#ubuntu-tv 2012-01-31
<Kaleo> rsalveti: hey, do I have to install a specific package to get hw accelerated video decoding on the pandaboard?
<Kaleo> rsalveti: (for Ubuntu TV)
<Kaleo> rsalveti: I have the qtmobility from the linaro overlay PPA already
<rsalveti> Kaleo: if you're using our overlay ppa, just install the meta-package ubuntu-omap4-extras-multimedia
<rsalveti> that should install everything you need
<Kaleo> rsalveti: thanks!
<Cantide> :)
<Cantide> my question about using it as a computer was supposed to come directly after the question about installing standard desktop applications on Ubuntu TV
<Cantide> so what i really wanted to know is that, if i wanted to, and was willing to sit uncomfortably close to my TV, would it be possible to do almost anything with it
<Cantide> like ssh into a server from the tv using remote desktop viewer, just as an example
<Cantide> because that would be really cool :)
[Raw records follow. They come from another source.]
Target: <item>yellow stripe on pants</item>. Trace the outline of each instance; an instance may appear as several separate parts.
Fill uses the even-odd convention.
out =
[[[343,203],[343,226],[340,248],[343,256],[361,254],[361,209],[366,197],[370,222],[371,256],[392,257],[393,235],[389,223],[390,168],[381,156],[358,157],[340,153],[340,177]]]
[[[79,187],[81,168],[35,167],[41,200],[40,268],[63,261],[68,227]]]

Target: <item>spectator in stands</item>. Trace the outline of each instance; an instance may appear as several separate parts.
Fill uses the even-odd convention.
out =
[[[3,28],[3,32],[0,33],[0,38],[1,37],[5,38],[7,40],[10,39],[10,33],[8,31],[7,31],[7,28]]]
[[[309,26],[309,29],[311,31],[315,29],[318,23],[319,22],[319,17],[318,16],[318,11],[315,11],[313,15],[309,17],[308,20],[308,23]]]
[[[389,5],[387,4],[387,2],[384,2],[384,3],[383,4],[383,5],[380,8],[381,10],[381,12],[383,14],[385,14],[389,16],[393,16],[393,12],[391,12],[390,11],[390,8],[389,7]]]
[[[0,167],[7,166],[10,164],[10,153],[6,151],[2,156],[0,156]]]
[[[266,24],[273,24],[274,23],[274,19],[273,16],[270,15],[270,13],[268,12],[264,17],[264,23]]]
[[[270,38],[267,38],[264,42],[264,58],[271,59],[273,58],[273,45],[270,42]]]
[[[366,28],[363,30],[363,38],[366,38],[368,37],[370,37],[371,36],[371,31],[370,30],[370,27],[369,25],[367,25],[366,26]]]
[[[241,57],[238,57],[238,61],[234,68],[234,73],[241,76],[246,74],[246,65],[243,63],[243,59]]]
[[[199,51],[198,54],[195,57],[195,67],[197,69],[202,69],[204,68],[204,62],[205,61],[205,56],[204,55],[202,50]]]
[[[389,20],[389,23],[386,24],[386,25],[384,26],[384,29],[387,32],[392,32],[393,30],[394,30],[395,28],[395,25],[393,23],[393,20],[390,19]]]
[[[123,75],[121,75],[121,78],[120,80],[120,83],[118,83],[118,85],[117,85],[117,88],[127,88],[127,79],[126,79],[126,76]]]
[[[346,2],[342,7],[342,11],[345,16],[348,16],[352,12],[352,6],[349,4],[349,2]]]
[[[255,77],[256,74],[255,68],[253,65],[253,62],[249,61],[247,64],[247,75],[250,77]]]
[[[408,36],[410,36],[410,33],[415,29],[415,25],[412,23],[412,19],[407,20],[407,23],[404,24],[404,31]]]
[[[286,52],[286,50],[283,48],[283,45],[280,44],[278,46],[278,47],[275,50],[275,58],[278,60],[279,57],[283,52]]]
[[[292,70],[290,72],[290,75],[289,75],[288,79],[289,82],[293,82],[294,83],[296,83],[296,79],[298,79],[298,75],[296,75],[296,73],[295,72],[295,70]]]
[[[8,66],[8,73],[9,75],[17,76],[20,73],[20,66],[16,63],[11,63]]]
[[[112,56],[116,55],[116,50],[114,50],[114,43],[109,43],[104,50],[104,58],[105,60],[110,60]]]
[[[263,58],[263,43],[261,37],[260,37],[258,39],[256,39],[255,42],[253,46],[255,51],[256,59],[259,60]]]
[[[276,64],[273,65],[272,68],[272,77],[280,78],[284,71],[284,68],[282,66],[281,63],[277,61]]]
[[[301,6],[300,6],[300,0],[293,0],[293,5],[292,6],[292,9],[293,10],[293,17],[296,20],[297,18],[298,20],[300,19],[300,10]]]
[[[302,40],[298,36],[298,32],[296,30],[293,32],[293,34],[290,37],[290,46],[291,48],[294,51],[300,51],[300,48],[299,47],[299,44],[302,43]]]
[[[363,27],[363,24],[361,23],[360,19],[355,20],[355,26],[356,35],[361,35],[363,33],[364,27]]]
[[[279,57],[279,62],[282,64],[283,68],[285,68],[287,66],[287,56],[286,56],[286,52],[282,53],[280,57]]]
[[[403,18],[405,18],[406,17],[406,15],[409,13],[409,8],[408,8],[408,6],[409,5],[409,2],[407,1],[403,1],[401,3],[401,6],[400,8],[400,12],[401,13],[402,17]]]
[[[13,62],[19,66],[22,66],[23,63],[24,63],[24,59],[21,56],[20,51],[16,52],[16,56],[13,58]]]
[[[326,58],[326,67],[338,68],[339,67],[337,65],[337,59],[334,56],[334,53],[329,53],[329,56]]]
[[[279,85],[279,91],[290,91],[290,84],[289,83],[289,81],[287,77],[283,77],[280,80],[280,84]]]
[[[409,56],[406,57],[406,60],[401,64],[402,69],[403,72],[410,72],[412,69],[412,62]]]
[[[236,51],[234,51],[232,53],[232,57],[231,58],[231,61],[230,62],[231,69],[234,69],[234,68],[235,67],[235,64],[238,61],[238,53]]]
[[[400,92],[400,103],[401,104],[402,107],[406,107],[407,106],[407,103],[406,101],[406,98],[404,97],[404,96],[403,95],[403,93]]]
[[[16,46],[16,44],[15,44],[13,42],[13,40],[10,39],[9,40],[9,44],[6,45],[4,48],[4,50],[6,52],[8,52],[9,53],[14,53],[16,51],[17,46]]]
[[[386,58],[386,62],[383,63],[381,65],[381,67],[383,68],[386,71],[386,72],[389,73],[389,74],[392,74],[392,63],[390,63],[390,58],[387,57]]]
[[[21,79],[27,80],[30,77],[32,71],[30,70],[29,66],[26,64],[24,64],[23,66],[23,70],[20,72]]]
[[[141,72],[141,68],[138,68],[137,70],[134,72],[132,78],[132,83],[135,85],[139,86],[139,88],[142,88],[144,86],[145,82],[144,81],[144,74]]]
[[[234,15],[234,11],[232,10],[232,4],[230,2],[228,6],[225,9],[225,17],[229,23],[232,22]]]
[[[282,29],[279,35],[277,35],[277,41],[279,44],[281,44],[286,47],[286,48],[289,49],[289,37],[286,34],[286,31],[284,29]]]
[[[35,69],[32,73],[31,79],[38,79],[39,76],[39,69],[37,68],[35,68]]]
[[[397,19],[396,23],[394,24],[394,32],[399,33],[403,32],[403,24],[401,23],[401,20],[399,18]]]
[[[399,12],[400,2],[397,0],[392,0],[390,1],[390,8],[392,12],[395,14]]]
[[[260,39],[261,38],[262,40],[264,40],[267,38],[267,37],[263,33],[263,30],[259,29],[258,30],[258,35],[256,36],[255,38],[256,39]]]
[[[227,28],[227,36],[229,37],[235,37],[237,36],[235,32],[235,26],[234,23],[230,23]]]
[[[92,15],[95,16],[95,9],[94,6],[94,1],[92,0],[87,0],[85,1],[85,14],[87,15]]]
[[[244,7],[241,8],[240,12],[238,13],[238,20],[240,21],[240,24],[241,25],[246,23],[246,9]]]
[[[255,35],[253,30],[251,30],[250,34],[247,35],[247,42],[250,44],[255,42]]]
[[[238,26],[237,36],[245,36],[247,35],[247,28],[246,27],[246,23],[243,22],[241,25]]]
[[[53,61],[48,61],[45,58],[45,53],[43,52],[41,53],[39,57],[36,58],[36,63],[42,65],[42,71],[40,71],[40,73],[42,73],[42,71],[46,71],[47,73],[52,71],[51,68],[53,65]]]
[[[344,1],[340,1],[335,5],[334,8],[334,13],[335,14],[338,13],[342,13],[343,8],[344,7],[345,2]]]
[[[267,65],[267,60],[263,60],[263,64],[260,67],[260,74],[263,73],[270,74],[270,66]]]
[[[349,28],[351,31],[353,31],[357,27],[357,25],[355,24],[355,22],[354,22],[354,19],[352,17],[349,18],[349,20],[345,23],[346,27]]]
<Saviq> CantideAFK, it greatly depends on the productized version requirements
<CantideAFK> yeah, i think i'm asking a bit much
<CantideAFK> i totally get the focus of what Ubuntu TV is supposed to be
<CantideAFK> and what i'm asking is contrary to its goals
<CantideAFK> I'm just remembering about two years ago when my brother emailed me from his TV in Japan, i thought that was nifty
<CantideAFK> so it would be cool if Ubuntu TV weren't only limited to the TV interface and 9 buttons :p
<Saviq> CantideAFK, that's why you get the keyboard
<CantideAFK> another question, if i may; would a full qwerty ke...
<CantideAFK> hahaha
<CantideAFK> thanks :p
<Saviq> CantideAFK, for the demo we were using the Boxee remote
<CantideAFK> i don't know what that is
<CantideAFK> but i imagine it's rather limited
<davilla> LOL
<CantideAFK> and is a remote rather than a keyboard
<davilla> someone needs to google
<Saviq> CantideAFK, google
<CantideAFK> :p
<CantideAFK> someone is trying to be AFK but not succeeding
<Saviq> CantideAFK, I'm shutting up
<CantideAFK> :D
<CantideAFK> okay, google has delivered
<CantideAFK> and now that i saw pictures of Boxee i recall seeing it before somewhere online
<CantideAFK> being in Africa, we have little first hand experience with such things :p
<CantideAFK> That's why we like Ubuntu :)
 * CantideAFK is also shutting up now
<bmoez> hi ,i'm searching a good videa tutoriel about installing ubuntu TV on a smart TV that have an other tv os (like android tv), where can i find any thing like?
<Saviq> bmoez, I don't think that's possible at this time
<Saviq> bmoez, but if you achieve that, we'd be thrilled to know!
#ubuntu-tv 2012-02-02
<JanC> Saviq: did you hear anything if somebody could bring an Ubuntu TV system to demo at FOSDEM?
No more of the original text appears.